IFRS 9 PD Modeling Framework via Cohort Approach

This repository implements a cohort-based Probability of Default (PD) model aligned with IFRS 9 Expected Credit Loss (ECL) Requirements. The model estimates lifetime marginal PD(s) by tracking default behavior across origination cohorts and time since origination. It is designed for use in Stage 1, Stage 2, and Stage 3 (Impaired = PD 100%) calculations and supports transparent, auditable credit risk modeling suitable for regulatory and financial reporting.

Overview

This project implements a Cohort PD model designed to support IFRS 9 Expected Credit Loss (ECL) Calculation. The model estimates cumulative and marginal for the lifetime PD by tracking default behavior over time for exposures grouped by origination cohort. By observing how default rates evolve with time since origination (observed), the approach provides a transparent and interpretable framework that aligns well with IFRS 9 requirements for forward-looking credit risk estimation.
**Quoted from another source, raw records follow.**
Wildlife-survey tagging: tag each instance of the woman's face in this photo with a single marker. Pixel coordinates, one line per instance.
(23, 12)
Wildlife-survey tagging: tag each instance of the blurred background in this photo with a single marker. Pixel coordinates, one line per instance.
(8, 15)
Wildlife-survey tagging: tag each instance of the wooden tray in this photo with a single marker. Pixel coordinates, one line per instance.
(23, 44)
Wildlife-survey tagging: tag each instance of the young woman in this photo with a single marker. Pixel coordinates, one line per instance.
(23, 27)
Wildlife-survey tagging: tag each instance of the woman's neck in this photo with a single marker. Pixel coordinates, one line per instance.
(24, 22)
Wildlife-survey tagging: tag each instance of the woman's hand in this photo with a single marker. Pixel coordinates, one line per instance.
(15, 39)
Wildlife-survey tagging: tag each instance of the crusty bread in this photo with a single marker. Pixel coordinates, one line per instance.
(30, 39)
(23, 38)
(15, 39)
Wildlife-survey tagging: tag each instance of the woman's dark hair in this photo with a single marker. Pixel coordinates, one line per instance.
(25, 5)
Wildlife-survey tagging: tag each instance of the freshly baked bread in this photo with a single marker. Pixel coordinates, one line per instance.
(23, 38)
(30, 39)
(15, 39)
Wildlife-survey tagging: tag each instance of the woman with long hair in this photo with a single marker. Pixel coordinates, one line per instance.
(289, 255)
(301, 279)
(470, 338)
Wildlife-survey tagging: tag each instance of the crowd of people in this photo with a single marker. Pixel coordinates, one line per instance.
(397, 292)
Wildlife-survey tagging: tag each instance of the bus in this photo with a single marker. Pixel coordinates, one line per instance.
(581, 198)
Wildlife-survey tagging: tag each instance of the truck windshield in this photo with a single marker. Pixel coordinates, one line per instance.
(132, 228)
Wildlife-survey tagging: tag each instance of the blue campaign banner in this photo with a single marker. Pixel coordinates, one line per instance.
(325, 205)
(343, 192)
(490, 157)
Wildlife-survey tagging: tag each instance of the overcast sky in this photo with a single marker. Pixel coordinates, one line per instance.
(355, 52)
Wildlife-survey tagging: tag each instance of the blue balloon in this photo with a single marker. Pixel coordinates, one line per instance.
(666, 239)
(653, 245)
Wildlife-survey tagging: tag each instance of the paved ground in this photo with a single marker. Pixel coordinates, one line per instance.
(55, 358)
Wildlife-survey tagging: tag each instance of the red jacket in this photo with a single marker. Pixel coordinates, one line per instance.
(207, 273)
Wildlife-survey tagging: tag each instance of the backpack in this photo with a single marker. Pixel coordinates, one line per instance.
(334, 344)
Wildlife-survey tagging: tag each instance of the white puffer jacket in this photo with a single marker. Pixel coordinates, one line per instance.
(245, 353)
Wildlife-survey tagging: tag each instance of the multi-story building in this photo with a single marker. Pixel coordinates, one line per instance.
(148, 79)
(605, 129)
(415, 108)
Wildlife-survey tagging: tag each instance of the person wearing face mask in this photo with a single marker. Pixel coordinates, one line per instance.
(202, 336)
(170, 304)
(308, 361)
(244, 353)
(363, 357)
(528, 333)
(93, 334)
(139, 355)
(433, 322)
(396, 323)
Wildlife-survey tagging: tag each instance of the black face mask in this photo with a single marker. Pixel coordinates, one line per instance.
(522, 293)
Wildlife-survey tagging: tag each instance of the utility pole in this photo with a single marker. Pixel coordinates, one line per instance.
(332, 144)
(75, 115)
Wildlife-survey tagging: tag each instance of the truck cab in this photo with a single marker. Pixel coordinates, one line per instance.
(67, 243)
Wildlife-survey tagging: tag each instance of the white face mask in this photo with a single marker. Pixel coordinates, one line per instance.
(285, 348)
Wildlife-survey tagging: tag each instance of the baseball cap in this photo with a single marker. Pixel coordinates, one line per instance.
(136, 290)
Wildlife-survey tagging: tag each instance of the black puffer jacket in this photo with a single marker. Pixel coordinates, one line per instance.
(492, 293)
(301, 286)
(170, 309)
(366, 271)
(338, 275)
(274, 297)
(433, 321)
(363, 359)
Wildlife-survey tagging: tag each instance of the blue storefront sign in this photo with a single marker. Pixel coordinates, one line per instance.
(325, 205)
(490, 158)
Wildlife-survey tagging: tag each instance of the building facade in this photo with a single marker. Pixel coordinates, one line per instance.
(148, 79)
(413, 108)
The implementation emphasizes:

Cohort-level transparency for auditability and model governance
Vectorized numerical computation for efficiency and scalability
Flexible aggregation across segments using exposure-based or observation-based weights

The resulting PD term structures can be directly used in Stage 1 and Stage 2 ECL Calculation. The project is intended to serve as a practical reference implementation for credit risk practitioners, model developers, and validators, rather than a black-box model. All calculations are made explicit, facilitating validation, backtesting, and model explainability.

Project Structure

pd_cohort_model/
├── models/          #Trainned model and parameters (pkl.)
│   ├── actual_cumulative_odr.pkl
│   ├── chain_cumulative_odr.pkl
│   ├── w_avg_chain_cumulative_odr.pkl
│   ├── w_avg_gamma_cumulative_odr.pkl
│   ├── w_avg_gamma_parameters.pkl
│   ├── unbias_cumulative_odr.pkl
│   ├── fwl_model.pkl
│   └── pit_cumulative_lifetime_pd.pkl  
├── notebooks/
│   ├── 01_data_preparation.ipynb
│   ├── 02_chaid_segmentation.ipynb
│   ├── 03_base_cohort.ipynb
│   ├── 04_fwl_model.ipynb
│   └── 05_lifetime_calibration.ipynb
├── src/
│   ├── data_prep.py
│   ├── segment_support.py
│   ├── base_builder.py
│   ├── regression_model.py
│   ├── curve_calibration.py
│   ├── stats_testing.py
│   └── plot_function.py
├── data/          
│   ├── processed/
|   |   ├── train_data.parquet          #Not tracked by git
|   |   ├── cohort_count.parquet
|   |   ├── unbias_odr.parquet
|   |   ├── monthly_odr.parquet
|   |   └── mev_transformed.parquet
│   └── raw/
|   |   ├── usedcar_transaction_score.parquet          #Not tracked by git
|   └── └── mev_data.csv
├── requirements.txt
└── README.md

Project Details

0. Model Segmentation

Note: The model segementation is only illustrative proposed. The full annlysis will be performed in another repository.

MOB	DPD	B-Score	Segment
<=6	0		segment_0
<=6	1-30		segment_1
<=6	31-60		segment_2
<=6	60-90		segment_3
>6		B1	segment_4
>6		B2	segment_5
>6		B3	segment_6
>6		B4	segment_7
>6		B5	segment_8
>6		B6	segment_9
>6		B7	segment_10
>6		B8	segment_11

1. Unbias Model

1.1 Cohort Building

Cohort Based Default Measurement: Exposures are segmented into homogeneous cohorts defined at observation point (e.g., vintage, product type, risk band). For each cohort, default events are tracked over time since observation point to construct marginal and cumulative default "triangles" forming the empirical basis for lifetime PD estimation under an IFRS 9 consistent default definition.

1.2 Chain-Ladder

Chain‑Ladder Pattern Projection: Observed cohort default triangles are now run-off triangles. Given this fact that the more recent period, the less lifetime windows for tracking default. To fill the triangles, using chain‑ladder (development factor) methodology to extrapolate incomplete default histories. This produces projected ultimate cumulative lifetime PD for each cohort, enabling consistent estimation even for recently originated (immature) portfolios.

1.3 Gamma Fitting

Note: The Gamma distribution can be replaced by other statistic disctributions such as Weibull distribution. Or even mathematical formula e.g., Nelson Siegel but it needs to transform into correct basis. In this repository, the Gamma distribution is leveraged.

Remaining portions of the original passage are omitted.